The corner lot at Summit and Mountainview in Mt. Laurel, New Jersey was one of the last lots left unsold of around 300 lots in the Ravenscliff subdivision. Chris Calderbank and his wife Michelle lived nearby and passed it often. Chris thought the lot had a lot going for it. It was on the highest point in Mt. Laurel, and on a clear day, you could see the Philadelphia skyline, 30 miles away. He thought it had the potential for a dramatic house and yard.
He also knew why the lot had been passed over again and again. The site presented a lot of potential design and construction problems to be solved. Steep slopes would make construction difficult and require some innovative design of both the yard and the house.
He called his long-time friend Dave Scott, a skilled and innovative landscape architect and a partner at Laurel Oak Garden Center in nearby Medford, NJ. "It was a neat opportunity. It’s rare that a landscape architect gets to work on a site and make recommendations this early in the process. I had already worked with the Calderbanks, on their other house and I knew our sensibilities were in sync."
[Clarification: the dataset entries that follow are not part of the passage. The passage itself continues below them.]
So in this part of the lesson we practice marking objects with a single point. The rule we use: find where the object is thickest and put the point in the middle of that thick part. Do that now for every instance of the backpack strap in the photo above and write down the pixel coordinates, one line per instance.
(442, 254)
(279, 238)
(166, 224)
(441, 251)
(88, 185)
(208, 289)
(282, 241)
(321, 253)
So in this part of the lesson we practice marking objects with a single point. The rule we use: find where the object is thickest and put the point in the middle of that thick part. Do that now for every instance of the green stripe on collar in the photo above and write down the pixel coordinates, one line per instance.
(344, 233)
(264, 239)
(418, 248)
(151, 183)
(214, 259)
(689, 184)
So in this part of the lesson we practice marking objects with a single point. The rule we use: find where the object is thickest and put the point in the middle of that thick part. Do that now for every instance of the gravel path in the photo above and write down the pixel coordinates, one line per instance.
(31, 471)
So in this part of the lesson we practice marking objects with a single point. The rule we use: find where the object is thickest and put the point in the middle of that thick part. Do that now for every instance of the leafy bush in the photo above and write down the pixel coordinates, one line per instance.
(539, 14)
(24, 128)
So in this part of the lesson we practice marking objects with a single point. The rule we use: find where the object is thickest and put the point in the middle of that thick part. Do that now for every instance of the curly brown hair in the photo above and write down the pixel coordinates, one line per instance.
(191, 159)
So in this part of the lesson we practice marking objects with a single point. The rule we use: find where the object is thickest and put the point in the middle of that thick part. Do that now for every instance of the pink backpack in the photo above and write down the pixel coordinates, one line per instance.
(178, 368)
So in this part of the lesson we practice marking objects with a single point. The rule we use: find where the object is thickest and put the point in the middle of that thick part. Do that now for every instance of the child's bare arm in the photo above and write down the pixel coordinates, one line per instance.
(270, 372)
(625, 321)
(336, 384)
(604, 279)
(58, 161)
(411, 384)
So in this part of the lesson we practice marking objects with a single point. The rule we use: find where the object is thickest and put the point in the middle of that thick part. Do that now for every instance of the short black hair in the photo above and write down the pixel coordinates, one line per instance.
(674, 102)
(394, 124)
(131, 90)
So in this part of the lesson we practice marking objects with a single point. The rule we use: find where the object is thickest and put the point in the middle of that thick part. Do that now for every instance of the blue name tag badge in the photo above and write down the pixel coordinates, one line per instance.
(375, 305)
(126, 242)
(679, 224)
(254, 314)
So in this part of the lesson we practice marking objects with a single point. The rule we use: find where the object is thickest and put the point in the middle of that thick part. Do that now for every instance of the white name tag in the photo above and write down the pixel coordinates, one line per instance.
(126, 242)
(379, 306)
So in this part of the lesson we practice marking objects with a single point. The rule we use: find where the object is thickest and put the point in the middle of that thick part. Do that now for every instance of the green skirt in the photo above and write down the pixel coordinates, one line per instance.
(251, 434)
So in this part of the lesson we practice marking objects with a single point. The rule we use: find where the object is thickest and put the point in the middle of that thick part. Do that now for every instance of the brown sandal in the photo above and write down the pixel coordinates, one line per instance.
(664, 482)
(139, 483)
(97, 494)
There were many issues to deal with in creating a functional and aesthetically pleasing plan for the house and property. Among them:
- where the house and three-car garage should be sited on the lot;
- placement and grading of the driveway, walkways and front door access;
- placement of exterior stairs and steps;
- how to increase access and usability in both front and back yards in spite of a "steep and deep" 10’-12’ change in grade from the front to back of the lot;
- how to find room for a free-form deck and a walk-out basement and patio.
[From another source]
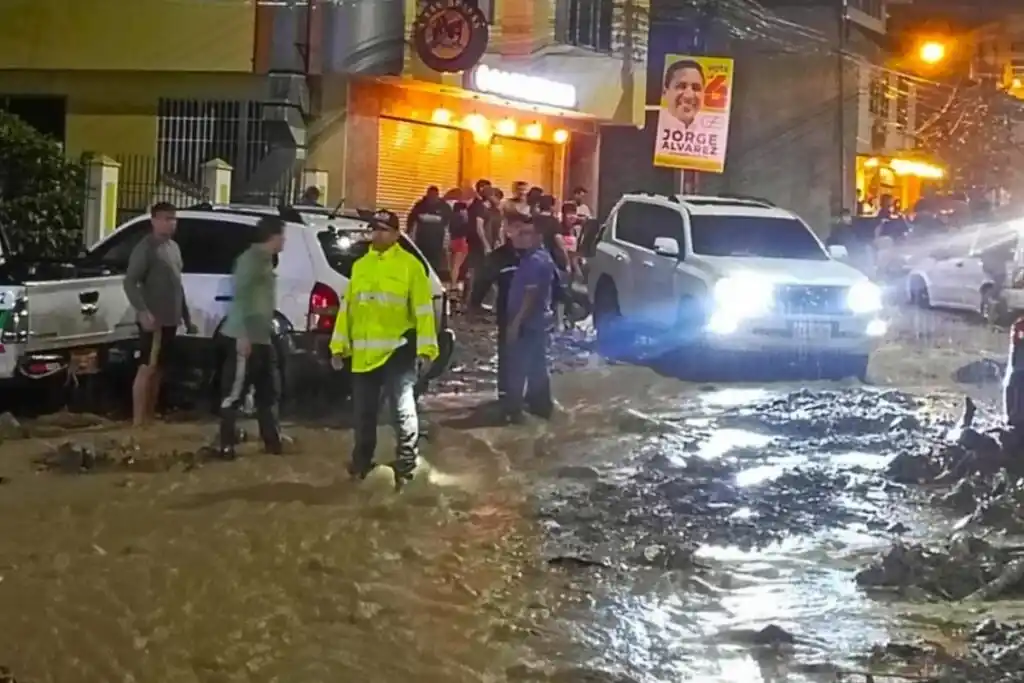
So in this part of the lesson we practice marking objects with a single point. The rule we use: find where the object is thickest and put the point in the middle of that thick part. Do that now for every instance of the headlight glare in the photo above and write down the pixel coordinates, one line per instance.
(743, 296)
(864, 298)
All these issues required a combination of hardscaping and softscaping, including excavating and removing 175-200 cubic yards of soil in the back yard, extensive grading and designing and building a retaining wall. In the front yard, a 6’ drop with a 40+ degree slope had to be mitigated with a 30’x 6’ retaining wall, and steps constructed for access from the driveway to the front door.
The architect designing the house suggested a concrete block wall covered with stucco for the back yard because it mirrored a stucco finish on the house. Dave Scott of Laurel Oak was concerned about how the wall and stucco finish would hold up under hydrostatic pressure and the earth movement that comes with cold New Jersey winters.
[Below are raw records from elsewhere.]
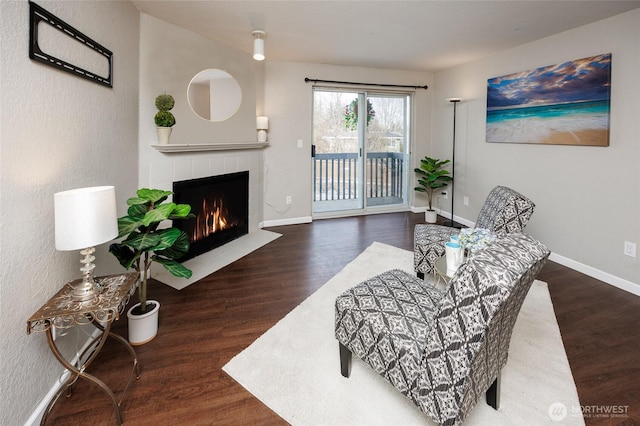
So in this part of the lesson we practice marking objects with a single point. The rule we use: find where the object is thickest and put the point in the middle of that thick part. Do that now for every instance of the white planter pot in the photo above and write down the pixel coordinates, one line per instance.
(143, 328)
(163, 135)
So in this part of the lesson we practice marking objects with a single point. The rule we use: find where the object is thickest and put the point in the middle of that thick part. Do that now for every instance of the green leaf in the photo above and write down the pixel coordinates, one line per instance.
(127, 225)
(159, 240)
(134, 201)
(138, 210)
(158, 214)
(125, 255)
(179, 248)
(176, 269)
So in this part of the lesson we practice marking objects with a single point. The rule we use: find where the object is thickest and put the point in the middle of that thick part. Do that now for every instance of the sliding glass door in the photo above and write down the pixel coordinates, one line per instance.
(359, 163)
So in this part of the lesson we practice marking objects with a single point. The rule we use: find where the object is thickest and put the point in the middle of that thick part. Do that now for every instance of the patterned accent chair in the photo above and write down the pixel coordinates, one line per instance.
(504, 211)
(441, 349)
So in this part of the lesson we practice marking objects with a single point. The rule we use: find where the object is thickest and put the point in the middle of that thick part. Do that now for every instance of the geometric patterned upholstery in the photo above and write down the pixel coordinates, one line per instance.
(504, 211)
(442, 349)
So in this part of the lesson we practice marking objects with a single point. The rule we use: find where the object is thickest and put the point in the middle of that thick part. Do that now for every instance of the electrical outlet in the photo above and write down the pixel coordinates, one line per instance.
(630, 249)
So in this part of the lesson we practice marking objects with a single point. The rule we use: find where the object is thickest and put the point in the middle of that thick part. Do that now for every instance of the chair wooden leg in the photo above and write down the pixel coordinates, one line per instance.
(345, 360)
(493, 393)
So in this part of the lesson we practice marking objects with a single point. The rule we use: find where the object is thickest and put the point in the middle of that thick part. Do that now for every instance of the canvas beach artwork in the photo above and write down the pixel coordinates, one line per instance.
(564, 104)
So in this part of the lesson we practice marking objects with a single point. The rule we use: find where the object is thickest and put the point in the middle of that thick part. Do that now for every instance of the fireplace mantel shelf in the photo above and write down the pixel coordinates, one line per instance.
(192, 147)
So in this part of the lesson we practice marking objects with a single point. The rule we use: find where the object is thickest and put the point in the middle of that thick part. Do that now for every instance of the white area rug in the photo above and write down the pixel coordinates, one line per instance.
(294, 368)
(211, 261)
Scott preferred a segmental retaining wall (SRW) constructed of StoneWall® SELECT® blocks (ICD Corporation, Milwaukee, Wisconsin), strengthened with layers of geogrid. He says such a wall is exceptionally flexible and durable, and requires no maintenance, telling homeowners "that wall will be there long after your house falls down." And the StoneWall SELECT materials came in a variety of earth tones which complemented colors planned for the house’s exterior, yet had a rough "hewn stone" natural look.